Our experiment was conducted on a cohort of adult BAs. Each subject was provided with a standard pen and sufficient paper. They were given a single, unambiguous instruction: "Using the pen, write down all the integers in sequence, starting from 1, up to and including 2n, without any mistakes or omissions." The compositional complexity of the task was varied by adjusting the integer n. Task success was defined as a perfectly transcribed sequence with no errors.

2.2 Performance Collapse at Low Complexity

Our investigation reveals a stark and definitive finding: BAs are incapable of reliably following simple, algorithmic instructions beyond a modest complexity threshold.

As shown in our results, performance is high for low values of n (e.g., n = 5, writing to 32). However, as complexity increases, we observe a rapid and complete performance collapse. For a complexity of n = 9 (writing to 512), the success rate plummeted to approximately 20%. For complexities of n ≥ 10 (writing to 1024), the success rate approached zero. This occurs despite the task's rules remaining constant and trivial. The inability to execute a simple, repetitive algorithm points to a fundamental flaw in the BA's processing architecture. Interestingly, a few anomalous BAs did succeed at n = 10, but this appears to be an outlier rather than an indication of scalable capability.

2.3 Counter-intuitive Scaling of Effort

We analyzed the execution effort of the BAs, measured by the time taken before task abandonment or the introduction of the first error. For low-to-medium complexities (n = 6 to n = 8), effort scaled with the problem, as subjects took longer and appeared more focused.

However, beyond the complexity point of n = 9, we observed a counter-intuitive reversal. When faced with high-complexity tasks (e.g., n = 12), BAs abandoned the task much more quickly. This decline in effort, despite the availability of adequate time and resources, suggests a critical failure in the agent's motivation or execution-monitoring system. The agent "gives up" rather than applying more computational resources, indicating a hard-coded scaling limitation.

2.4 Analysis of Written Traces

To understand how BAs fail, we analyzed their written output, or "reasoning traces." We identified several classes of critical errors:

  • State Loss: The most common error was skipping one or more integers (e.g., "...147, 148, 150..."). This demonstrates a failure to correctly maintain and update the internal state ("current number").
  • Execution Failure: Frequent errors involved the incorrect transcription of digits, particularly during "carry-over" events (e.g., writing "199, 200, 202" or even "199, 100"). This highlights a fundamental weakness in symbolic manipulation.
  • Looping Errors: Several BAs entered short loops, repeating a number or a small sequence of numbers (e.g., "...341, 342, 341, 342..."), indicating a catastrophic failure in their forward-progress mechanism.

These error patterns show that BAs do not execute an explicit algorithm. Instead, their output seems to be generated by a fragile, heuristic process that is highly susceptible to corruption under sustained load.

3. Conclusion

In this paper, we systematically examined Biological Agents through the lens of task complexity using a controlled pen-and-paper environment. Our findings reveal fundamental limitations in their abilities. Despite the common assumption of their intelligence, BAs fail to reliably execute simple algorithmic instructions, exhibiting a complete performance collapse at low complexity. We identified a counter-intuitive scaling limit, where effort decreases as problems become sufficiently hard.

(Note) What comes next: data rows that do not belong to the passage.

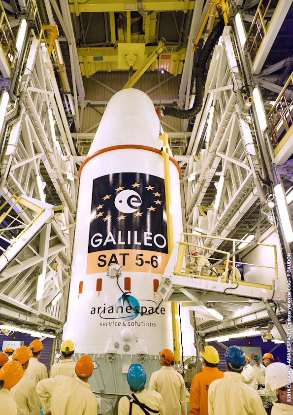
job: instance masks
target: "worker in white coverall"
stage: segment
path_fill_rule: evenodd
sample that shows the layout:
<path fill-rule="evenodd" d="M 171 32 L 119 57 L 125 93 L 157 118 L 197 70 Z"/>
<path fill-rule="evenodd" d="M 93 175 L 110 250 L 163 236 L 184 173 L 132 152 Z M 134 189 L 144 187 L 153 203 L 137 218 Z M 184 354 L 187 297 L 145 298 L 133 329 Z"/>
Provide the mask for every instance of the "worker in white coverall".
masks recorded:
<path fill-rule="evenodd" d="M 88 383 L 93 371 L 92 359 L 84 355 L 76 363 L 76 378 L 59 375 L 39 382 L 36 393 L 44 414 L 97 415 L 97 400 Z"/>
<path fill-rule="evenodd" d="M 0 414 L 17 415 L 17 407 L 9 396 L 10 389 L 24 376 L 24 371 L 18 362 L 7 362 L 0 369 Z"/>
<path fill-rule="evenodd" d="M 130 365 L 127 381 L 132 393 L 119 401 L 118 415 L 165 415 L 164 403 L 160 393 L 144 388 L 146 375 L 142 366 Z"/>
<path fill-rule="evenodd" d="M 163 398 L 166 415 L 186 415 L 186 390 L 182 376 L 172 367 L 175 357 L 171 350 L 159 352 L 160 370 L 151 376 L 149 390 L 156 390 Z"/>
<path fill-rule="evenodd" d="M 195 249 L 193 249 L 191 251 L 192 255 L 192 259 L 190 262 L 187 262 L 185 266 L 190 270 L 193 274 L 198 274 L 199 270 L 200 270 L 200 275 L 203 275 L 206 274 L 206 275 L 210 275 L 212 272 L 212 270 L 208 270 L 206 273 L 204 272 L 204 269 L 208 268 L 211 266 L 211 264 L 209 261 L 204 256 L 199 257 L 198 252 Z M 213 269 L 213 271 L 215 273 L 215 270 Z"/>
<path fill-rule="evenodd" d="M 274 356 L 270 353 L 265 353 L 262 356 L 262 361 L 266 368 L 274 363 Z M 272 390 L 272 389 L 266 379 L 267 369 L 265 369 L 265 376 L 264 377 L 264 388 L 259 389 L 258 393 L 260 394 L 264 394 L 264 397 L 262 397 L 263 406 L 268 415 L 271 413 L 273 403 L 277 400 L 277 392 L 275 390 Z"/>
<path fill-rule="evenodd" d="M 21 346 L 13 353 L 12 361 L 19 362 L 25 372 L 33 355 L 29 347 Z M 9 396 L 16 404 L 17 415 L 39 415 L 40 405 L 38 405 L 35 385 L 32 380 L 25 375 L 11 388 Z"/>
<path fill-rule="evenodd" d="M 272 363 L 266 371 L 267 381 L 277 393 L 271 415 L 293 414 L 293 370 L 284 363 Z"/>
<path fill-rule="evenodd" d="M 244 383 L 246 383 L 250 387 L 254 389 L 255 390 L 257 390 L 258 384 L 257 380 L 253 368 L 250 364 L 250 359 L 248 356 L 245 356 L 245 360 L 246 363 L 243 368 L 243 370 L 241 372 L 241 375 L 245 380 Z"/>
<path fill-rule="evenodd" d="M 258 354 L 255 356 L 254 359 L 256 361 L 256 364 L 253 368 L 258 382 L 258 387 L 260 389 L 260 387 L 264 387 L 265 366 L 260 363 L 260 358 Z"/>
<path fill-rule="evenodd" d="M 243 383 L 241 374 L 246 363 L 244 352 L 231 346 L 225 353 L 223 379 L 212 382 L 208 395 L 209 415 L 266 415 L 257 392 Z"/>
<path fill-rule="evenodd" d="M 75 362 L 71 359 L 74 353 L 74 345 L 70 340 L 63 342 L 61 345 L 62 359 L 58 363 L 52 365 L 50 372 L 50 377 L 55 378 L 59 375 L 76 378 Z"/>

Our analysis of their written traces exposes systemic failures in state management and symbolic manipulation. These insights challenge the prevailing assumption that humans possess genuine, generalizable reasoning capabilities. We posit that what is often called "thinking" or "reasoning" may, in fact, be an illusion—a patchwork of learned heuristics that are effective in familiar, low-complexity environments but are fundamentally brittle and unscalable. These results pave the way for future investigations into the true nature of biological cognition.